Beverly Hills seeks grant to purchase vacant land

By: Mary Genson | Birmingham-Bloomfield Eagle | Published November 9, 2022

 Beverly Hills received grant services from Six Rivers Land Conservancy.

Beverly Hills received grant services from Six Rivers Land Conservancy.

Photo by Ryan O’Gorman


BEVERLY HILLS — For over 20 years, a piece of land in Beverly Hills has remained mostly vacant. Now, the village of Beverly Hills is working with Six Rivers Land Conservancy to acquire the land.

The property at 30815 Wendbrook Lane was bought by a developer who planned to use the land to build high-end houses. However, neighbors objected, and the property was purchased by residents Mike and Martha White to keep it from being developed.

“The neighborhood felt that the property should really stay natural, because there’s just so much wildlife on it and it’s a beautiful piece of property,” Mike White said. “It is really an important part of the whole water system in this part of the community.”

White said his goal is to get the property, located south of 13 Mile on the Rouge River, from being privately owned to owned by the village of Beverly Hills. Once they own the property, it is up to the village to decide what to do with it.

The property is about 8 acres.

The Whites held an open house on Sunday, Oct. 9, and White said it was received well by the community.

The village is now in the process of working with the owners and Six Rivers Land Conservancy to turn the land into a park and potentially repurpose a house there as a nature center.

Six Rivers Land Conservancy informed the village about a Department of Natural Resources trust fund that could pay for 75% of the property acquisition. The Whites are donating the 25% match that is required if they are awarded the grant.

At a Feb. 1 Village Council meeting, the council approved the agreement between the village and Six Rivers for grant services. The grant services cost the village $10,000.

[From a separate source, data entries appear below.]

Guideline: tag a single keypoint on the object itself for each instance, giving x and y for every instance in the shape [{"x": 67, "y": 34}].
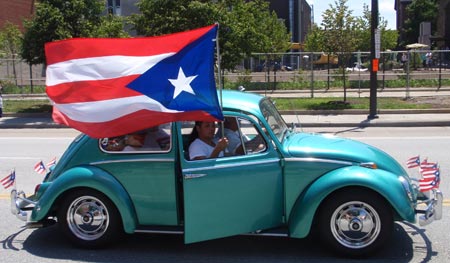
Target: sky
[{"x": 385, "y": 8}]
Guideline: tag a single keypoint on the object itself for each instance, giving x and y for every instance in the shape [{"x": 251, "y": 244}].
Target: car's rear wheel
[
  {"x": 89, "y": 219},
  {"x": 355, "y": 222}
]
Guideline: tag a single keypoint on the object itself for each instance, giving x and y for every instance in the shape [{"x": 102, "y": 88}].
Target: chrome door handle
[{"x": 192, "y": 176}]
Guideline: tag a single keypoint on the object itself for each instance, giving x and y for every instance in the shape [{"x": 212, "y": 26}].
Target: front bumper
[
  {"x": 432, "y": 201},
  {"x": 21, "y": 206}
]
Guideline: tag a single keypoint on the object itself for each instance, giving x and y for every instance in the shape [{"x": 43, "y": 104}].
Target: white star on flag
[{"x": 182, "y": 83}]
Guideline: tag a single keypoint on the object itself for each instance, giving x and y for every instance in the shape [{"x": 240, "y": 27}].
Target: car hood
[{"x": 307, "y": 145}]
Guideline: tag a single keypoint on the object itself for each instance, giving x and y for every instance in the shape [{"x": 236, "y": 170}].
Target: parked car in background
[{"x": 284, "y": 182}]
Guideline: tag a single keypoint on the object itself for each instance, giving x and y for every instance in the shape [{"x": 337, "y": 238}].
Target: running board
[{"x": 275, "y": 232}]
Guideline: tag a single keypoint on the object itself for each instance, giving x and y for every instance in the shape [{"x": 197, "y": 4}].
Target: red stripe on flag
[
  {"x": 139, "y": 120},
  {"x": 96, "y": 47}
]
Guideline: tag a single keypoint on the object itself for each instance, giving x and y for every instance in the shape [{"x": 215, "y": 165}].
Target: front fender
[
  {"x": 383, "y": 182},
  {"x": 90, "y": 177}
]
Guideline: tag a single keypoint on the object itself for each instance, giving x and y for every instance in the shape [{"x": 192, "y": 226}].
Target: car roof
[{"x": 241, "y": 101}]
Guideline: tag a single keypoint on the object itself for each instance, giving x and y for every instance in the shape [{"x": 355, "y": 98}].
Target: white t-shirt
[{"x": 200, "y": 148}]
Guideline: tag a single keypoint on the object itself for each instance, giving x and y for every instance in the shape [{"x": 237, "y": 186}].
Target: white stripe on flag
[
  {"x": 99, "y": 68},
  {"x": 107, "y": 110}
]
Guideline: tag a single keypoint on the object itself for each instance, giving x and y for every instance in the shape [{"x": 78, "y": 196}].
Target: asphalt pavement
[
  {"x": 302, "y": 118},
  {"x": 334, "y": 118}
]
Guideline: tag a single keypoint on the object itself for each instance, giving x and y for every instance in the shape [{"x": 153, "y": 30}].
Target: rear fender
[
  {"x": 384, "y": 183},
  {"x": 87, "y": 177}
]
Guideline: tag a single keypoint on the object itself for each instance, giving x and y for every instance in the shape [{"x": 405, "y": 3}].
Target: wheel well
[
  {"x": 354, "y": 189},
  {"x": 63, "y": 195}
]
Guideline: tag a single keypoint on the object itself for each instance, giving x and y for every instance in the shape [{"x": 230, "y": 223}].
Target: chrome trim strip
[
  {"x": 191, "y": 170},
  {"x": 266, "y": 234},
  {"x": 134, "y": 160},
  {"x": 159, "y": 232},
  {"x": 312, "y": 159},
  {"x": 193, "y": 176}
]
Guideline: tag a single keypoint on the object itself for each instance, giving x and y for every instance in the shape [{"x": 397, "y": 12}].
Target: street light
[{"x": 374, "y": 61}]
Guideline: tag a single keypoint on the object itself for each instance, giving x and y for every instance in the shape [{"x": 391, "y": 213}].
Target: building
[
  {"x": 296, "y": 15},
  {"x": 400, "y": 8},
  {"x": 442, "y": 37},
  {"x": 16, "y": 11}
]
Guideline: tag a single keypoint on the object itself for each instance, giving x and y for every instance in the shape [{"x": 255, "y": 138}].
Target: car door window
[{"x": 153, "y": 139}]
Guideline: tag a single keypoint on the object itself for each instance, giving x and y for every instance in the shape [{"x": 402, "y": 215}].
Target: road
[{"x": 22, "y": 148}]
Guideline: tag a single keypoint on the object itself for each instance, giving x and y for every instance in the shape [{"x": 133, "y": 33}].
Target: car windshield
[{"x": 274, "y": 119}]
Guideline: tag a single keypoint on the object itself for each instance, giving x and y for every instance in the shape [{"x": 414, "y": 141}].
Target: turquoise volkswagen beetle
[{"x": 281, "y": 182}]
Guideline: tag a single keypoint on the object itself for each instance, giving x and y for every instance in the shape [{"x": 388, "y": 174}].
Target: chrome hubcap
[
  {"x": 355, "y": 224},
  {"x": 87, "y": 218}
]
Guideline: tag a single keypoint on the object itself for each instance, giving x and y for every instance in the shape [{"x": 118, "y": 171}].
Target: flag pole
[
  {"x": 219, "y": 70},
  {"x": 219, "y": 75}
]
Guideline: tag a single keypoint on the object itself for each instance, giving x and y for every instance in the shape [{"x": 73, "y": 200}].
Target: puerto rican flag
[
  {"x": 413, "y": 162},
  {"x": 430, "y": 179},
  {"x": 40, "y": 168},
  {"x": 9, "y": 180},
  {"x": 110, "y": 87}
]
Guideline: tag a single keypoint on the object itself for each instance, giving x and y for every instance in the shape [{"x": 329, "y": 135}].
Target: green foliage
[
  {"x": 62, "y": 19},
  {"x": 342, "y": 32},
  {"x": 10, "y": 38},
  {"x": 245, "y": 26},
  {"x": 417, "y": 12},
  {"x": 27, "y": 106}
]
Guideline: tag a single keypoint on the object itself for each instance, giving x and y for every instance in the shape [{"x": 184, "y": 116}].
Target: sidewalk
[{"x": 305, "y": 119}]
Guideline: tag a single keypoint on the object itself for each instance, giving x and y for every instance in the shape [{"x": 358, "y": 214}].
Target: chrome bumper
[
  {"x": 21, "y": 206},
  {"x": 433, "y": 210}
]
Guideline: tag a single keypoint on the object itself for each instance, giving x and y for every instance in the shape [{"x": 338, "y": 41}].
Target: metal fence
[{"x": 290, "y": 69}]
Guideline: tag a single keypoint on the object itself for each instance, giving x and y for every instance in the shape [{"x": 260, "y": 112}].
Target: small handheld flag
[
  {"x": 9, "y": 180},
  {"x": 40, "y": 168}
]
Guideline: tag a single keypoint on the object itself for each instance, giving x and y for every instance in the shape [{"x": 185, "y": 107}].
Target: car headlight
[{"x": 407, "y": 186}]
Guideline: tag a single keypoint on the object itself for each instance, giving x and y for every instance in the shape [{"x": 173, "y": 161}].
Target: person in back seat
[{"x": 202, "y": 143}]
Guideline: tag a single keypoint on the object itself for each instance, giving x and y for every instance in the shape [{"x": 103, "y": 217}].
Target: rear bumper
[{"x": 433, "y": 207}]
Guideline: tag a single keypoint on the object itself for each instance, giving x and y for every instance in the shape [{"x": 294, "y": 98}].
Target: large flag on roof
[{"x": 109, "y": 87}]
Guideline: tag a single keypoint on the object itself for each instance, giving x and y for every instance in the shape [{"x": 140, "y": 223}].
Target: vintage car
[{"x": 284, "y": 182}]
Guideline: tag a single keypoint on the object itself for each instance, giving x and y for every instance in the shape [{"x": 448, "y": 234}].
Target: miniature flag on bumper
[{"x": 111, "y": 87}]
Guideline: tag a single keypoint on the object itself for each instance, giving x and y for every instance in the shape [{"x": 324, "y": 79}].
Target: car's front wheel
[
  {"x": 89, "y": 219},
  {"x": 355, "y": 222}
]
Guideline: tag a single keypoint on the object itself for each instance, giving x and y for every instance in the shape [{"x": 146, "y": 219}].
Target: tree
[
  {"x": 417, "y": 12},
  {"x": 245, "y": 26},
  {"x": 62, "y": 19},
  {"x": 10, "y": 43},
  {"x": 388, "y": 37}
]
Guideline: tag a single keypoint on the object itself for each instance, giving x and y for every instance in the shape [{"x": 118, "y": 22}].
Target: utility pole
[{"x": 374, "y": 55}]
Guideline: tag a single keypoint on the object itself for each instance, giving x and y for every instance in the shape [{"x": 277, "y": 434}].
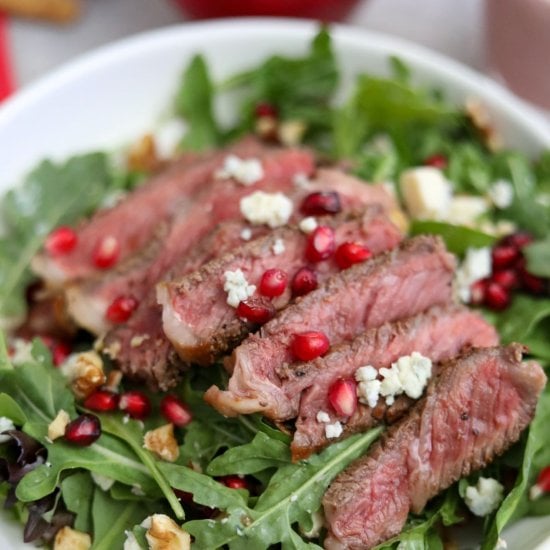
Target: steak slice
[
  {"x": 440, "y": 334},
  {"x": 154, "y": 202},
  {"x": 196, "y": 316},
  {"x": 219, "y": 200},
  {"x": 474, "y": 409},
  {"x": 394, "y": 285}
]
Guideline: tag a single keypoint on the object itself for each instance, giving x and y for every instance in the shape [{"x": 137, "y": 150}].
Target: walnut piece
[
  {"x": 162, "y": 442},
  {"x": 56, "y": 429}
]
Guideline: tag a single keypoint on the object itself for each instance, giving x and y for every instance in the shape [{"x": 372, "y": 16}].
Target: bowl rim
[{"x": 434, "y": 63}]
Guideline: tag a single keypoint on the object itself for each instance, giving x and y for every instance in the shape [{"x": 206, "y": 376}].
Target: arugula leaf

“The reason we chose to seek assistance from Six Rivers Land Conservancy rather than writing the grant application internally is that they have a proven track record of successful advocacy for other municipalities,” said John George, who is a member of the Beverly Hills Village Council. “They are skilled at highlighting key attributes of the project, advocating for the project and facilitating the transaction.”

Grant funds vary annually, but at least 25% of the available grant funds must be awarded. There were 117 projects funded in 2021, totaling $22.3 million in acquisition grants and $23.3 million in recreation development grants.

Since the cost to acquire the property was $2 million, they have requested a $1.5 million acquisition grant from the DNR trust fund.

“The Michigan Natural Resources Trust Fund’s website lists the criteria for evaluation as including, among others, natural resource access and conservation, proximity to population clusters, an applicant’s committed matching funds, public access to lakes and water, and wildlife habitat. This project checks those boxes,” George said.

Brian Marzolf, the land protection manager at Six Rivers Land Conservancy, has been leading the effort on behalf of the village to prepare the grant application and manage the review process.

“It has a park-like feel already, and you don’t see that too often. It is just a unique opportunity in a really developed area of Oakland County to preserve some green space,” Marzolf said.

George emphasizes that before they decide on plans for the park, they first need to be successful with the grant.

“We will then have a great opportunity for community engagement to discuss the many possibilities for the land and, hopefully, for repurposing the building,” George said.

Luckily, George said, there are several available grant sources to help with the work needed to restore the shoreline, the land and the building.

“We’re lucky to have very engaged residents, many of whom have backgrounds and skills that would be helpful to the project,” George said.

To name a few, George said they have residents who volunteer with the Friends of the Rouge, a council member with a degree in forestry and an architect who has expressed interest in donating time to prepare plans, as well as many others who have expressed a willingness to donate.

The grant application was submitted in April, and a final decision is expected in December.